He eyed me knowingly. "You're new, huh?"
"Yeah," I confirmed. He furrowed his already furrowed brow. I began to wonder if I was the only Central Park busker under 40.
"You know," he offered for likely the hundredth time, "A good spot for you would be up on that path." He pointed through the trees to the path leading to the fountain. "Lots of people, and no one's playing there."
"Anyone own it?" I asked cautiously, not relishing another eviction. I was beginning to feel like a foster child.
"Not recently," Rich said rather quietly.
Might be a story there, I thought, but he had already turned to his little cart and started unloading. It wasn't immediately evident what his schtick was, but I felt like getting on with my thing, so I packed up.
I felt a bit silly being bumped around from place to place, but the thing was that these people seemed a bit more in need of a buck than me. Which is a perception they've no doubt learned to cultivate over the years, but I'm generally not one to try and bilk an old man out of his lunch money.
Waving goodbye to Rich, I walked up to the path he had indicated and spotted a bench. That's what I needed. I sat for a while, feeling a bit foolish that I had brought ten copies of my CD to sell. In 2 hours, I hadn't yet made the price of one disc. But then I remembered: This was a rehearsal. And even if it wasn't, I've certainly played gigs for less.

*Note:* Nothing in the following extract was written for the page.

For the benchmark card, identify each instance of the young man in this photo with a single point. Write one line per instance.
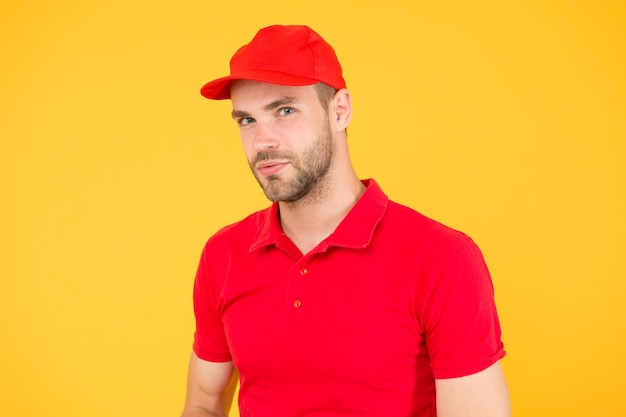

So I just set up next to the bench & let fly. People stopped, people donated, & I got a lot of practice on material I hadn't played in a while.
This last spot was a bit quieter than the others, and it made my mind wander. I thought about all of the street performers who may have worked this very same spot over the last 150 years. What became of them, and when & why did they stop? If you're not a dayjobber out for a lark, this can be a nerve-wracking gig.
But then, such have the performing arts always been. Whoever stood here in 1855 was probably a hell of a lot worse off than me, and a bit more stinky besides.
Around 5:00, the chill in the wind began to sharpen, and my voice was tired. Hearing the warble of the flute-beast echoing up from the fountain, I made my exit via Strawberry Fields. I was unsurprised to see an old hippie strumming Hey Jude by the "Imagine" memorial on the sidewalk there.
My brain reminded me that actually, Hey Jude was a McCartney song, but it was written about Lennon's kid, so whatever.
Stepping onto the C train, I suddenly remembered that I was wearing my suit. A gaggle of little kids stood transfixed, watching me as they might a live Pokemon. I tipped my hat and ate a Tic Tac.
No sir, busking ain't easy. But you know, neither is pimpin'. And my ho-slapping arm hurts from all that Tae Bo anyway.